Na última segunda-feira (6), o Waves publicou a matéria sobre um surfista que entrou na Justiça e teve seu pedido negado para surfar em meio às medidas sanitárias impostas no município por causa da pandemia de Covid-19.

O surfista em questão era o advogado catarinense Juliano Schwinden Lückmann, que entrou em contato com a redação do Waves e falou sobre o que motivou a tentar este inédito Habeas Curpus Preventivo.

Confira a resposta de Juliano Schwinden Lückmann:

Meu interesse maior com o Habeas Curpus Preventivo foi debater a questão constitucional dos Decretos editados pelo Governo de Santa Catarina, na medida em foram lavrados termos circunstanciados contra surfistas. Tenho plena consciência da necessidade do distanciamento social, da gravidade da Pandemia de Corona Vírus.

Porém, busquei a reflexão quanto o direito de ir e vir (art. 5º, XV, CF) e, não obstante, sobre a importância da prática de esportes também durante o Pandemia (ao ar livre, mantendo o respeito ao distanciamento), inclusive refletindo sobre a opinião do maior surfista da história (Kelly Slater).

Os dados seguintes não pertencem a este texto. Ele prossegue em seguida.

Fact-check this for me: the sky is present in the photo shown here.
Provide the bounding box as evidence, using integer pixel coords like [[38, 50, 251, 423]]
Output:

Ainda quanto e, não menos relevante, encontra-se em debate uma proibição estadual sobre área de marinha (competência constitucional exclusiva da União Federal) e o fato do governo federal não ter declarado estado de sítio (arts. 137 e 139, CF). Na minha avaliação a competência para proibir a permanência é exclusiva da União (art. 20, CF) e não do Estado de Santa Catarina.

Desta forma, vejo como importante o debate acerca da questão, por se tratar de circunstâncias constitucionais e respeito as decisões. Agradeço a quem tem interesse em debater a questão de forma ampla, jurídica e respeitosa. Espero sinceramente que esse difícil período de pandemia seja superado, que a doença seja combatida, que os hospitais sejam aparelhados.

Ontem estava lendo o “Diário de Anne Frank”, escrito entre 12 de junho de 1942 e 1º de agosto de 1944 e que, infelizmente, não sobreviveu ao Holocausto (recomendo a todos) e de lá extrai a seguinte frase: “O papel tem mais paciência que as pessoas”. – Juliano Schwinden Lückmann.